In June, researcher, theorist, and professor Mitja Velikonja embarked in Prizren for a talk on the socio-political agency of graffiti in the Balkans. Dr.Velikonja presented his most recent book “Post-Socialist Political Graffiti in the Balkans and Central Europe” which uses case studies of political graffiti in the post-socialist Balkans and Central Europe to explore the use of graffiti as a subversive political media. Following this presentation, Dr.Velikonja had a discussion with sociologist Tevfik Rada on the important role of graffiti on exhibiting the socio-political standpoints of subcultures in Prizren and wider.

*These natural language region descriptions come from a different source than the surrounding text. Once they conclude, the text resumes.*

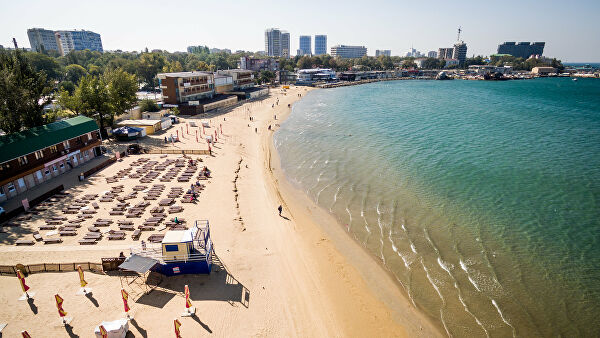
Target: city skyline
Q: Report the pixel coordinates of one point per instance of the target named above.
(567, 41)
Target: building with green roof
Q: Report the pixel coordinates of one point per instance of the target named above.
(31, 157)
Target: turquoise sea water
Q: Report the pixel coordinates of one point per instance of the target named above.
(482, 198)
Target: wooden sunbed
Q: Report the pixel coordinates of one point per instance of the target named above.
(52, 240)
(47, 227)
(24, 242)
(156, 238)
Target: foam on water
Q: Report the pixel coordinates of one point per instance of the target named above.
(501, 179)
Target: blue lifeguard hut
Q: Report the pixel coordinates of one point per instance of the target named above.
(182, 251)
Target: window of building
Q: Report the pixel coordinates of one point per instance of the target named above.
(171, 248)
(23, 160)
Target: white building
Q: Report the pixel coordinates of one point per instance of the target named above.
(348, 52)
(384, 52)
(277, 43)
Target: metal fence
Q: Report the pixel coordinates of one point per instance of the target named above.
(179, 151)
(49, 267)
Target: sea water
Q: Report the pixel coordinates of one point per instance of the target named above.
(482, 198)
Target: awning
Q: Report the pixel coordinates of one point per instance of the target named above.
(139, 264)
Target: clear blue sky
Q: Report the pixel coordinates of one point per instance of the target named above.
(571, 29)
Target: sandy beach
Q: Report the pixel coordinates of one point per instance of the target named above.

The Politics of Graffiti: Talk with Mitja Velikonja was supported by FfAI.
About the author:
Dr. Mitja Velikonja is a Professor for Cultural Studies and head of Center for Cultural and Religious Studies at University of Ljubljana, Slovenia. Main areas of his research include contemporary Central-European and Balkan political ideologies, subcultures and graffiti culture, collective memory and post-socialist nostalgia. His last monographs are The Chosen Few – Aesthetics and Ideology in Football-Fan Graffiti and Street Art (Doppelhouse Press, 2021), Post-Socialist Political Graffiti in the Balkans and Central Europe (Routledge, 2020, awarded as one of the best achievements of University of Ljubljana in the year 2020, already translated into Serbian and Albanian and in translation in Slovenian and Macedonian).
About the book:
Despite the increasing global digitisation, graffiti remains widespread and popular, providing with a few words or images a vivid visual indication of cultural conditions, social dynamics and power structures in a society, and provoking a variety of reactions. Using qualitative and quantitative methods, as well as detailed interdisciplinary analyses of “patriotic”, extreme-right, soccer-fan, nostalgic, and chauvinist graffiti and street art, it looks at why and by whom graffiti is used as political media, and to/against whom is it directed? The book theorises discussions of political graffiti and street art to show different methodological approaches from four sites of meaning: context, author, the work itself, and audience. It is of interest to the growing body of literature focussing on (sub)cultural studies in the contemporary Balkans, transitology, visual cultural studies, art theory, anthropology, sociology and studies of radical politics. The book was published first in English (2020), translated in Serbian (2020) and Albanian (2022) and will be published this year also in Slovenian and Macedonian.